You will have to lookup the local interface in jndi.
It is bound by default at local/<your-ejb-name>
The only method currently to make a dependency between
the two is to put them in an ear.
If you deploy individually and change the ejb jar
you will get ClassCastExceptions if you don't restart
the web app.
Regards,
Adrian -
2. Re: Local interfaces and web applications
yyop Aug 6, 2002 6:50 AM (in response to yyop)Hello,
Thanks for your response. It's already running, without problems (at least, at first sight).
Another question, although some posts says that Facade pattern is useless with local interfaces I think that its better to maintain a session layer between the servlets and the entities. I think that I can use the Data Transfer Object pattern to send data from servlet to entity (through a session bean) and use the local objects to display data at JSP's / Servlets (without the DTO's).

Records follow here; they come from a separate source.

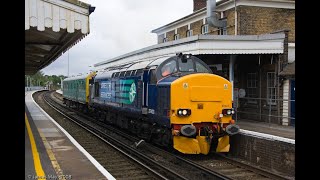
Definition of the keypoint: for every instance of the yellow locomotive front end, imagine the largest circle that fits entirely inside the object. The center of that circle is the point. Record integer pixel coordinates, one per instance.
(201, 113)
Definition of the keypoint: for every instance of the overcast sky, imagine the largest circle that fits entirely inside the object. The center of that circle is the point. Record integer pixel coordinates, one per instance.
(118, 27)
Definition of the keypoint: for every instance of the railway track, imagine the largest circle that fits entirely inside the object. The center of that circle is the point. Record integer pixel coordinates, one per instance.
(163, 168)
(212, 166)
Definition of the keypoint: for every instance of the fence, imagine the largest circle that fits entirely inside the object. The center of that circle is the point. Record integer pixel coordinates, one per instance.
(32, 88)
(278, 111)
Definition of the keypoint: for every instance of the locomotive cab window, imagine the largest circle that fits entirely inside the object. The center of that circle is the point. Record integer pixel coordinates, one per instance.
(201, 68)
(153, 77)
(169, 68)
(186, 65)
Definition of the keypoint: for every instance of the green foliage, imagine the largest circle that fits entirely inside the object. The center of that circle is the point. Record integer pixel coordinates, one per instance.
(39, 79)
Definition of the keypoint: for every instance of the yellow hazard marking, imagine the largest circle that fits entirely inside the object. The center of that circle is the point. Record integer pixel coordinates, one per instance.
(35, 154)
(53, 160)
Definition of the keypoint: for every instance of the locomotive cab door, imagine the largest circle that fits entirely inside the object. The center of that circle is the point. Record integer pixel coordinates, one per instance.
(152, 91)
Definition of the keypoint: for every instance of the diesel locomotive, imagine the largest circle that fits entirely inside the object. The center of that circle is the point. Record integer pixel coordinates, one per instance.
(171, 101)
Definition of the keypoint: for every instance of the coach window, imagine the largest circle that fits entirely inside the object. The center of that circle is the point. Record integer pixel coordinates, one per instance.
(122, 74)
(139, 72)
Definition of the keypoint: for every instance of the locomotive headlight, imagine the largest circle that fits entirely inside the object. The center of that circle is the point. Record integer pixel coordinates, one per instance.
(184, 112)
(228, 111)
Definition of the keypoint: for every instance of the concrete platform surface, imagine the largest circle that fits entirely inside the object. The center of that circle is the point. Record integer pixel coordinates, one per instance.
(50, 152)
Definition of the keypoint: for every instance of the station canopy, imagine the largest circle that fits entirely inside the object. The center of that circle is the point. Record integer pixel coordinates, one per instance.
(51, 28)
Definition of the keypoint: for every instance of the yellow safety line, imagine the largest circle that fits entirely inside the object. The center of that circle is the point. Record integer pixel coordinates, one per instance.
(52, 157)
(36, 158)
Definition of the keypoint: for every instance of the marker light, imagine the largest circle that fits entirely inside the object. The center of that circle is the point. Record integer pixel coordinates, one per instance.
(184, 112)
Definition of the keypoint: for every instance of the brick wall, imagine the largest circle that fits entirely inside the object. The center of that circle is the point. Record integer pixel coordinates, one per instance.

Is the previous architecture logical? or, am I losing the advantages of the local interfaces (by using a facade pattern)?
Again, thanks in advance,
Bye -
3. Re: Local interfaces and web applications
adrian.brock Aug 6, 2002 7:52 AM (in response to yyop)The facade pattern is fine.
In general you should split your app into three layers
although this might be overkill for small apps.
presentation (servlet/jsp/other)
business logic (SLSB facade)
persistence (entities with caching, locking, etc.)
The other advantage of the facade is to combine
multiple entity accesses into one transaction.